Wir haben gelernt, auf den Mond zu fliegen, künstliche Intelligenz zu erschaffen und …
Und doch wird uns gerade in den letzten Wochen bewusst, wie wenig wir wissen. Wie hilflos wir sind. Ohne Kontrolle.
Es gibt kein Drehbuch für eine Pandemie, keine Anleitung, keine Entscheidungshilfe. Wir entscheiden ohne Netz und doppelten Boden. Und kennen das Ende nicht.
Kontrolle eine Illusion
Wer beruflich und privat das Gefühl hat, alles im Griff zu haben, fühlt sich gut.
Das ist schön, tut der Seele gut – doch leider ist es allzu oft eine Illusion.
Seit wir uns vor knapp sechs Jahren selbständig gemacht haben, hatten wir selten etwas im Griff. Die Auftragslage kann sich von Woche zu Woche ändern, Klienten sagen oft sehr kurzfristig Termine ab, Unternehmer entscheiden sich für einen anderen Berater.
Wir mussten lernen, mit diesen Unsicherheiten umzugehen, Absagen nicht persönlich zu nehmen, Enttäuschungen zuzulassen und dann wieder nach vorne zu schauen.
Corona hat auch vor unserer Arbeit nicht Halt gemacht. Von gut gefüllten Auftragsmonaten ist nichts mehr übrig geblieben.

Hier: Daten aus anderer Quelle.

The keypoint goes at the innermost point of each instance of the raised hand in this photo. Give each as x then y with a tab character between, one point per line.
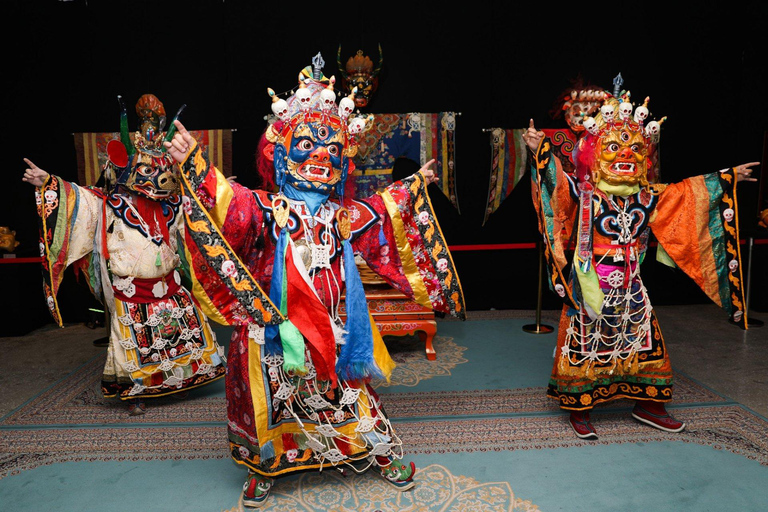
744	171
179	146
428	173
34	175
532	137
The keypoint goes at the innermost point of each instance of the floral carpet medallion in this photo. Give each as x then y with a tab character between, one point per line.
436	489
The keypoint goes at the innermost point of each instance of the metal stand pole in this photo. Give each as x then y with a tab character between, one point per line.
538	328
751	322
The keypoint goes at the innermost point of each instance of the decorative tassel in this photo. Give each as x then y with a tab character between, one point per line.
356	362
267	451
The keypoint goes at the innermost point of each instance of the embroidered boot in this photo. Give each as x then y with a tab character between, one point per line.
655	414
256	489
396	473
580	423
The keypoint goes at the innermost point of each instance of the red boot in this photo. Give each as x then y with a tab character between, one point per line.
579	420
656	415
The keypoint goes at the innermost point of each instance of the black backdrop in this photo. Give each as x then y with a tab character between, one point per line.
497	63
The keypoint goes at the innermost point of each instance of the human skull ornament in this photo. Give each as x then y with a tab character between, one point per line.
304	97
625	110
347	105
327	99
653	131
641	114
281	110
228	268
356	125
591	125
608	112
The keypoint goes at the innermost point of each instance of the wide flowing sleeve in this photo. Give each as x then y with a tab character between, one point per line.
696	224
556	201
407	247
222	223
69	220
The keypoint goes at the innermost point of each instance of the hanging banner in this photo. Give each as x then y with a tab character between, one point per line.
417	136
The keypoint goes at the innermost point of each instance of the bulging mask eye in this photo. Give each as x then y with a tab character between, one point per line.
145	170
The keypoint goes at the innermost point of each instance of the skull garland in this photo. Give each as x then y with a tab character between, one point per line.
311	143
618	149
143	165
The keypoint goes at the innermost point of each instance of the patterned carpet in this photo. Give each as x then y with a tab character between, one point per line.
72	422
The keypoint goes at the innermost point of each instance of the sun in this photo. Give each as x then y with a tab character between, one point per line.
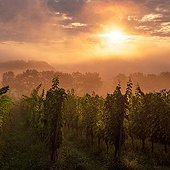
114	37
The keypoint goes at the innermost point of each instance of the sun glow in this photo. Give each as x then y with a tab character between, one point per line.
114	37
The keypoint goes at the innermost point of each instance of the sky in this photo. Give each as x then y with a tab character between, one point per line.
88	35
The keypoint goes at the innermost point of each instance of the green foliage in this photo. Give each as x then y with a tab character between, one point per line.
6	104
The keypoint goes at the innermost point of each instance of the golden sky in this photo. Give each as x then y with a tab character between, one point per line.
71	32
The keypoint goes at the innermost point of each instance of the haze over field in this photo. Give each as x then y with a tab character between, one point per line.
106	36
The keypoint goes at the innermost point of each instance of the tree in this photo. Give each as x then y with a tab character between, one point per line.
115	113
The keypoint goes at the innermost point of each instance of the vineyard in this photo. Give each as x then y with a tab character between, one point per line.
60	130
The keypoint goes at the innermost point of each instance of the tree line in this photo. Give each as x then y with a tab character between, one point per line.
112	120
25	82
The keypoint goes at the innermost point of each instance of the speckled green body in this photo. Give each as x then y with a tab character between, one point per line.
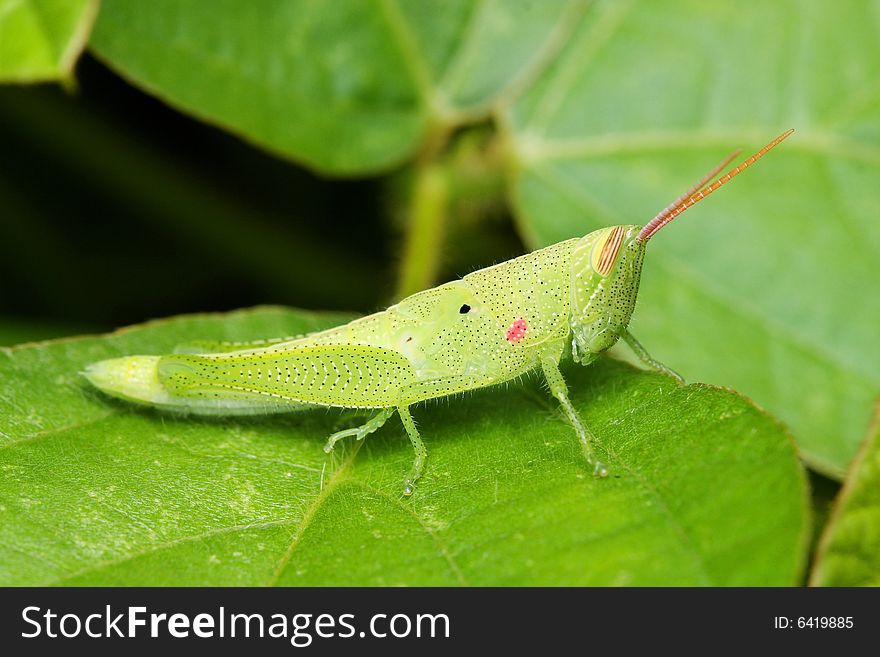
491	326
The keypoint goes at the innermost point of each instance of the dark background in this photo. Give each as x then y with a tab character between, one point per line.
115	209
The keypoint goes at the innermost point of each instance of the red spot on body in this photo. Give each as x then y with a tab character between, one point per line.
517	331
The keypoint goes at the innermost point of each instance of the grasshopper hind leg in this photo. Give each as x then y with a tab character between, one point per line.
360	432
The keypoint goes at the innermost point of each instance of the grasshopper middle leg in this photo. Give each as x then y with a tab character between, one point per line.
559	390
360	432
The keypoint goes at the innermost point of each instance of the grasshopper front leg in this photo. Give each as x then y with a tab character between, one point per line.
559	390
646	358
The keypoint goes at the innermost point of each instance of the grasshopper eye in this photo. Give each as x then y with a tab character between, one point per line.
606	250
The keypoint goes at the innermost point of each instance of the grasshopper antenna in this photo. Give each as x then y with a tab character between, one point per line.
698	192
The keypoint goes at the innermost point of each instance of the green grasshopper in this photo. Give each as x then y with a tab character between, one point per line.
491	326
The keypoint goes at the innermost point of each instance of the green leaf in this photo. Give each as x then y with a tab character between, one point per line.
704	489
348	90
849	552
41	39
765	287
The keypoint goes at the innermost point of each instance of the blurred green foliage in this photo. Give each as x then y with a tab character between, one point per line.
568	116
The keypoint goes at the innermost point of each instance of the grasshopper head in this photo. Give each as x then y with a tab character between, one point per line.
606	267
607	264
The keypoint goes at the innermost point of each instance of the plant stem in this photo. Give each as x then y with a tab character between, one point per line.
425	227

Nach der ersten Schockstarre fühlten wir uns zunächst wie in einem Lift stecken geblieben. Hektisches Drücken auf alle möglichen Knöpfe nützte nichts. Der Lift, unsere Arbeit, fuhr einfach nicht mehr weiter. Keine Kontrolle.
Was tun, wenn ich nichts tun kann?
Während wir ohnmächtig zuschauen, wie unsere Arbeit einbricht, beobachten wir, wie digitale Angebote wie Pilze aus dem Boden schießen?
Sollen wir uns entscheiden, ebenfalls auf diesen Zug aufzuspringen?
Wir entscheiden uns gegen Hektik und nehmen uns bewusst eine Auszeit. Wenn weniger Termine anstehen, haben wir mehr Zeit.
Zeit für die Familie (inzwischen ist auch unsere Tochter aus Neuseeland nach Hause gekommen), Zeit zum ausgiebigen Kochen, Zeit für Hobbies.
Wenn mein Kontrolle Radius immer kleiner wird
Ich kann nichts gegen eine Pandemie tun. Aber ich kann entscheiden, ob ich gesund esse, mich täglich bewege und mir ausreichend Schlaf gönne.
Ich habe es nicht in der Hand, wann und ob ein geeigneter Impfstoff gefunden wird. Aber ich kann zu Hause bleiben und mich draußen an die Abstandsregeln halten.
Entscheidungen beginnen im Kopf, deshalb …
- Entscheiden wir uns täglich gegen Angst und für Hoffnung.
- Denken wir quer und suchen nach Wegen, um unseren Kunden trotz äußerlichem Abstand innere Nähe zu zeigen.
- Ermutigen wir uns und unsere Mitmenschen, in der Krise nach vorne zu denken.
- Entscheiden wir uns für digitale Angebote, um Ihnen unser Fachwissen auch weiterhin zur Verfügung zu stellen.